# Stacks of coins

A very simple endgame model for Go.

Stacks of coins stand on a table. The two players alternately take one stack, until the table is empty.

This is a useful starter model. One stack on its own is entirely trivial, so anything you can get out of this shows the use of disjunctive sums of games, a piece of general theory.

It illustrates the idea that you look to play big points when everything is gote. The best play is to take the largest stack, and if you know enough to ask 'how do you prove that?', you know enough to prove it.

It also illustrates miai, namely two stacks of the same value. They might as well not be there, since they will be divided one to Black and one to White if play is correct.

If the sizes of the stacks are s, t, u, v ... in decreasing order, the value of starting is

s - t + u - v + ...

which is at most s.

If we aren't given full information about the stacks, we can guess this value as s/2. That's a more meaty use of the model, and requires some discussion.

The value depends upon how many stacks of coins there are. If the number is even then s/2 is the best guess. If the number is odd it will vary between s for small numbers and s/2 at the limit for large numbers. -- Saesneg

Charles Matthews: The discussion depends on what one accepts as a decent probability model.
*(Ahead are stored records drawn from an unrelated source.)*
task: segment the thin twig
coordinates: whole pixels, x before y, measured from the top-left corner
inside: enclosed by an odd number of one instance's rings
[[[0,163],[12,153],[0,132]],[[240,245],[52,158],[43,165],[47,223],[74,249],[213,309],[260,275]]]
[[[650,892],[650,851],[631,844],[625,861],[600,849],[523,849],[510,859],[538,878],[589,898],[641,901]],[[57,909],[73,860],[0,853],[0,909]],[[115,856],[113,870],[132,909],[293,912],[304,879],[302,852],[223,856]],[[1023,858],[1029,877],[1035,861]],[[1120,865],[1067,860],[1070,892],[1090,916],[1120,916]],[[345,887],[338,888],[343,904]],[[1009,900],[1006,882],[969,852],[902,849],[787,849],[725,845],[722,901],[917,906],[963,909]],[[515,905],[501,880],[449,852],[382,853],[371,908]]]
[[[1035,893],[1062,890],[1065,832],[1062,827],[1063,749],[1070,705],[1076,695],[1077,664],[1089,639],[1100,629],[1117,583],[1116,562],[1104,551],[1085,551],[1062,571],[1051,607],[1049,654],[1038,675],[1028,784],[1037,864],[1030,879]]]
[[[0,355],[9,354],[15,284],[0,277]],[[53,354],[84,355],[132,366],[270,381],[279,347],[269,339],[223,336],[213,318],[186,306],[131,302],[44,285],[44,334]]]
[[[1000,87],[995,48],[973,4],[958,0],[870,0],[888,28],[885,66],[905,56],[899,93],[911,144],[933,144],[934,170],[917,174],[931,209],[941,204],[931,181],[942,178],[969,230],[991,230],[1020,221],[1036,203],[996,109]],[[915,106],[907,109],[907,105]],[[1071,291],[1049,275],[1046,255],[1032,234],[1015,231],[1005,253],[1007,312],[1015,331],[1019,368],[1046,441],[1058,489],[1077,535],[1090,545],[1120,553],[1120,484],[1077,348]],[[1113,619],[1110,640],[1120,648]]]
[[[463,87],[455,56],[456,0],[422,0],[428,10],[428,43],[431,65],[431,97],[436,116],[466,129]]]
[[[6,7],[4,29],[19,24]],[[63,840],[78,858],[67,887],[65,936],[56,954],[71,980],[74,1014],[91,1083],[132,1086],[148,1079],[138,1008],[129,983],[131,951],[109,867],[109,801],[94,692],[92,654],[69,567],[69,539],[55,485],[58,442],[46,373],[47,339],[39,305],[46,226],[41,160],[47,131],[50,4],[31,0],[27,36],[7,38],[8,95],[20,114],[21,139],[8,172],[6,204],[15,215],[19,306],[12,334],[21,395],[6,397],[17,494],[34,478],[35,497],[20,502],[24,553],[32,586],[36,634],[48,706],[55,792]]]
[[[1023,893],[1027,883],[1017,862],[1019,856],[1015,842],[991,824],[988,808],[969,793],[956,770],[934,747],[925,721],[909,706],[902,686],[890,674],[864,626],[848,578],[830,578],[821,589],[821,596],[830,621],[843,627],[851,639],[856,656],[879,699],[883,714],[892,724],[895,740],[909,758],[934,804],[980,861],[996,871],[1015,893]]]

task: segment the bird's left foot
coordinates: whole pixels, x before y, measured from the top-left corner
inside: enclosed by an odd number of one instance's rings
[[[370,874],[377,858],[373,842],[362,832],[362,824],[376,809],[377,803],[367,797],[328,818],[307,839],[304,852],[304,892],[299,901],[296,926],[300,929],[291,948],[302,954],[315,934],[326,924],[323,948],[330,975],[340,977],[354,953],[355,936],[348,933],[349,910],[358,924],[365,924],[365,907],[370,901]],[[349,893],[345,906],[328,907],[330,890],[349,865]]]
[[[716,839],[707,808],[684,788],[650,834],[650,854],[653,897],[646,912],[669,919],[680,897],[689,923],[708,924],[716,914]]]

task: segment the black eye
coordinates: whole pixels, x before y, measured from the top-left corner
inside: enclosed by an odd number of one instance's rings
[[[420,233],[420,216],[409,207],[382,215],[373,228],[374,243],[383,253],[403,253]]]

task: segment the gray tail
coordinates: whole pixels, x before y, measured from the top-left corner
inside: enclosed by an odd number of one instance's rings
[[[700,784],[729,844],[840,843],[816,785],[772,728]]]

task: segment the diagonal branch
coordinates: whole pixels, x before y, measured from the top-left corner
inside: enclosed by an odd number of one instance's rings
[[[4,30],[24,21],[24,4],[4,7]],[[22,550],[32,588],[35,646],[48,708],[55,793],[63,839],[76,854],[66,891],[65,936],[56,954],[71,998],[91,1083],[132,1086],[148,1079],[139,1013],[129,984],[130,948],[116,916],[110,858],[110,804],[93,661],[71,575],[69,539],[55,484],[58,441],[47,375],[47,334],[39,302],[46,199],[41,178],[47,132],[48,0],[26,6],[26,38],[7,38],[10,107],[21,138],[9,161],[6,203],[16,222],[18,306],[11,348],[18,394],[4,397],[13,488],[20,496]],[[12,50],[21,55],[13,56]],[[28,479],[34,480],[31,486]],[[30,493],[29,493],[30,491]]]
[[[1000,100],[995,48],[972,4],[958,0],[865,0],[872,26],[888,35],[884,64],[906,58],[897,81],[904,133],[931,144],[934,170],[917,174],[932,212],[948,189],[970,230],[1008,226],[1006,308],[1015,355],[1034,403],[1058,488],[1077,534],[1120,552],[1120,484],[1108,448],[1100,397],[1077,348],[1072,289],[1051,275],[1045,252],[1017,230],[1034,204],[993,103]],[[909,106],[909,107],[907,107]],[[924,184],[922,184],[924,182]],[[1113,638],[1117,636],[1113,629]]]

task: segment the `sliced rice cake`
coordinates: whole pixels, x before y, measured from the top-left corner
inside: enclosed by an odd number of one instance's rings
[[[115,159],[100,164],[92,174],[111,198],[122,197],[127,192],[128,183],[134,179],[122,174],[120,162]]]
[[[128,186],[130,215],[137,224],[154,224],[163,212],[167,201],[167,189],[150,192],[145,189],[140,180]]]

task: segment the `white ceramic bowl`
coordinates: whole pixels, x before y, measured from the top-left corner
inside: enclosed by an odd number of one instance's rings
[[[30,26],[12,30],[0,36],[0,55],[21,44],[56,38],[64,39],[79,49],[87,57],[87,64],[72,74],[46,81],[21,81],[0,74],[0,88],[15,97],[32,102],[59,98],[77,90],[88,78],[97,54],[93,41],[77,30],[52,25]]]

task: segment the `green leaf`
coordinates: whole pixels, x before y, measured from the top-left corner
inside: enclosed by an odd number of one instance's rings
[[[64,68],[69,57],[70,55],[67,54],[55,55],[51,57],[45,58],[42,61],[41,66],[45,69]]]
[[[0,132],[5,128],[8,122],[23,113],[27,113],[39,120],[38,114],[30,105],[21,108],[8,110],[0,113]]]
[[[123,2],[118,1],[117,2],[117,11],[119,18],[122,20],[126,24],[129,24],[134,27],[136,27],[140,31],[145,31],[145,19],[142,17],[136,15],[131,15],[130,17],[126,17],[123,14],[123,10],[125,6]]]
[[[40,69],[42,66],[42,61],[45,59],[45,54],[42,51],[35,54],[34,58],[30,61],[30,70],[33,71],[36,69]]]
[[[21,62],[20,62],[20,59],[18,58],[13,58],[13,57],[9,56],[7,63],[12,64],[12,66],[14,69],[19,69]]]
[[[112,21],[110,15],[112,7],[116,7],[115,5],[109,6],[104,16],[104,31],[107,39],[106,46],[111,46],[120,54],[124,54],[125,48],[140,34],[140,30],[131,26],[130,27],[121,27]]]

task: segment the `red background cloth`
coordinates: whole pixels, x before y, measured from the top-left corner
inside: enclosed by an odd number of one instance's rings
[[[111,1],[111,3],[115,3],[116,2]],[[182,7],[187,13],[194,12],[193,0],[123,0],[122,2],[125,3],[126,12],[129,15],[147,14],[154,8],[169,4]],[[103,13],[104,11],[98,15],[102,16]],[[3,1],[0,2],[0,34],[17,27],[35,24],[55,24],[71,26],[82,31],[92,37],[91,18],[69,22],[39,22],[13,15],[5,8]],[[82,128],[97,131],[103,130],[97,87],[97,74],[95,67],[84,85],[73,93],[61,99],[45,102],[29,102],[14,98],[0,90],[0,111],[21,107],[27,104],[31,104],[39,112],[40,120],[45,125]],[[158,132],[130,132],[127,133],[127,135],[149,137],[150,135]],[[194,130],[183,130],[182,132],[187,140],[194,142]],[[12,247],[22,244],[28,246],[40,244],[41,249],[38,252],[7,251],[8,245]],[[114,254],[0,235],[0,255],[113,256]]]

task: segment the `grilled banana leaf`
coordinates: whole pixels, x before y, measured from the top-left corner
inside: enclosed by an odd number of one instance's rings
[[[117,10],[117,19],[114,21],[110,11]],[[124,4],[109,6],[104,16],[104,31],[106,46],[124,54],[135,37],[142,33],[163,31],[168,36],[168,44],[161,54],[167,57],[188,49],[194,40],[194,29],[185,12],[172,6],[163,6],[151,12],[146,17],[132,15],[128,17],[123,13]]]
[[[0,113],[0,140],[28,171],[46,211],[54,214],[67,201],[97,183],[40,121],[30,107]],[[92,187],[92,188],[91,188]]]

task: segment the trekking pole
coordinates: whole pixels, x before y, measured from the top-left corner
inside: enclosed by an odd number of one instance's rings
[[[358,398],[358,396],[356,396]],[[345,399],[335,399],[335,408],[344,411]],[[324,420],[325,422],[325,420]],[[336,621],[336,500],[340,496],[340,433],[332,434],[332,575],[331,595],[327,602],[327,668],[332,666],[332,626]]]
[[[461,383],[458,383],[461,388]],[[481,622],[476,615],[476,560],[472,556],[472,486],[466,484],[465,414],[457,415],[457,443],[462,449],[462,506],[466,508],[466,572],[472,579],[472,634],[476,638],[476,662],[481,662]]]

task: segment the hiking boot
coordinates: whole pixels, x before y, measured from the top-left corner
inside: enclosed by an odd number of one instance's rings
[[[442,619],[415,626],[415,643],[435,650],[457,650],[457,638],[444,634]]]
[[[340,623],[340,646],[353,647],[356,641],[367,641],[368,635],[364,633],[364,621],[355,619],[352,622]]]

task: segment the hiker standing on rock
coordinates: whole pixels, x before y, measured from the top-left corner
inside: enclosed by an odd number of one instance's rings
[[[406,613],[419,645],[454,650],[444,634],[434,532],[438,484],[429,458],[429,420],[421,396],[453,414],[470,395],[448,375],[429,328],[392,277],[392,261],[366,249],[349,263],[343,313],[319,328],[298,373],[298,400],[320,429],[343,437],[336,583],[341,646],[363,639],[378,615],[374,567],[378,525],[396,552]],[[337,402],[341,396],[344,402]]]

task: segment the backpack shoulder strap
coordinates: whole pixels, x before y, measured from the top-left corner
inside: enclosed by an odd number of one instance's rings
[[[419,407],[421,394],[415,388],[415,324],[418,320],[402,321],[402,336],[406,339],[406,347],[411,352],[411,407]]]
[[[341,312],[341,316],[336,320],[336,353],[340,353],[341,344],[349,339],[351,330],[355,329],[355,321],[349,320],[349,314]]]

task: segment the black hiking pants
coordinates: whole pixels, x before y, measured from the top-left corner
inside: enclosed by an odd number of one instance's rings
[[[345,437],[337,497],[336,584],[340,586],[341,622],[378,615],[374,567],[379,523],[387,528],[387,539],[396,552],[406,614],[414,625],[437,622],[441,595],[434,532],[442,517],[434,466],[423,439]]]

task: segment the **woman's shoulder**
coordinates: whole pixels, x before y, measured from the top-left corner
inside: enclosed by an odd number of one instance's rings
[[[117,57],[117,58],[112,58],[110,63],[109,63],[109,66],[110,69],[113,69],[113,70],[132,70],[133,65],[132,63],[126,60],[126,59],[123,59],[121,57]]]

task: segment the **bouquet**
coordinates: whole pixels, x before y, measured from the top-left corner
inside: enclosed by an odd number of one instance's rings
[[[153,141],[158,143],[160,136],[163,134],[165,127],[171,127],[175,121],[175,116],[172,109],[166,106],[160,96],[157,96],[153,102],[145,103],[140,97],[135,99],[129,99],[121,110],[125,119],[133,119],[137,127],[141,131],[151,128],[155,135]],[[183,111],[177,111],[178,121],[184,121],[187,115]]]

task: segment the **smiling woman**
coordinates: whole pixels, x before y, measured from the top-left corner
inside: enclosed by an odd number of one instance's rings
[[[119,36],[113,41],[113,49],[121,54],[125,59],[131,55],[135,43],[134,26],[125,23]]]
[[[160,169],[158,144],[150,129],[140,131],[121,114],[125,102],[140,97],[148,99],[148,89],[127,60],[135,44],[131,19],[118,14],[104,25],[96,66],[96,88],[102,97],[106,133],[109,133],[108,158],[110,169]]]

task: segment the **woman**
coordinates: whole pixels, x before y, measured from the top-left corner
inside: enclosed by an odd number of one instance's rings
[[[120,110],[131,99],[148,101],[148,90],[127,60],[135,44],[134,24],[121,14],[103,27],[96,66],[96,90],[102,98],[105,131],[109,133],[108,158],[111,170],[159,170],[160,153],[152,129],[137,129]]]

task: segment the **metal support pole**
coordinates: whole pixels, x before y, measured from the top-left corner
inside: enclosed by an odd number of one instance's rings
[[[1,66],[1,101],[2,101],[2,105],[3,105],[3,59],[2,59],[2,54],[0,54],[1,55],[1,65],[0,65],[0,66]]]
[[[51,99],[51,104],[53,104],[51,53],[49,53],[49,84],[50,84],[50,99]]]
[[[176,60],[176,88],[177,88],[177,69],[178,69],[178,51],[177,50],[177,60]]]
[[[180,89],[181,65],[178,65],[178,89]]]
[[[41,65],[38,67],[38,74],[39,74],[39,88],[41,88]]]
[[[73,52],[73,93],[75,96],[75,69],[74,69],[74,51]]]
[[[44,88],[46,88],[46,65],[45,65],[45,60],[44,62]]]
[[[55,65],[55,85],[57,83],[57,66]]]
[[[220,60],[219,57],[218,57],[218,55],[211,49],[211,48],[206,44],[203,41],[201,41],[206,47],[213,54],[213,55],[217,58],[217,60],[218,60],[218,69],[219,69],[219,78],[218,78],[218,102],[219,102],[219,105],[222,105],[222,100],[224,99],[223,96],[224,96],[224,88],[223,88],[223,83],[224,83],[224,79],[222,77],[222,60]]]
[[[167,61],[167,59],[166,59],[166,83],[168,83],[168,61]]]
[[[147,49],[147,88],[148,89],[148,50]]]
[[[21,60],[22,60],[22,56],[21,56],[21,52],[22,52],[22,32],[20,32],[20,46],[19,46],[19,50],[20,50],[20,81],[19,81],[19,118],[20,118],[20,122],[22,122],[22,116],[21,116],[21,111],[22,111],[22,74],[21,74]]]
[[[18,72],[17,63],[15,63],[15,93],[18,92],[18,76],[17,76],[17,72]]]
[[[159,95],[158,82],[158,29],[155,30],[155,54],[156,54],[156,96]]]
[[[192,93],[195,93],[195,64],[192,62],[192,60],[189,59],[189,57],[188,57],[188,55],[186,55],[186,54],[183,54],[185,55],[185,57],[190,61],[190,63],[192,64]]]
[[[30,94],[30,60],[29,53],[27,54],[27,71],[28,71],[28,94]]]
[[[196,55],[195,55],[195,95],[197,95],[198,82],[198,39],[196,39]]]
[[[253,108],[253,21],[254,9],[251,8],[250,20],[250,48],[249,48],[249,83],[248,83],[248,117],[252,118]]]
Look at the hypothesis that the number of stacks of a given value v is equally likely to be even or odd. If this is OK up to v = s then by removing miai (pairs of stacks of equal size) one can look at cases with at most one stack of each value, and do a calculation. Which gives the answer s/2 as expected value.

I'm reasonably happy with that hypothesis as a model of small endgame plays. I don't see that it is so good for the larger endgame plays - given there is one of (*deiri*) value 15, there is quite a good chance there are no others (tedomari). So I'd have thought this calculation has a certain, limited application, because the 19x19 board has only restricted scope.

This argument then affects what one thinks about reverse sente.

victim: I disagree with Saesneg. The value will be somewhere between 0 and s, but it won't be 0 if it's odd and won't be s if it's even. s/2 is the expected value, and you'll get extreme values if the stacks are miai-heavy.

E.g. if there are five stacks, s=t and u=v and w=1, the value is 1.

For five stacks where t=u and v=w, the value is s.

For four stacks, s=t and u=v, the value is 0.

For four stacks where t=u and v=1, the value is s-1.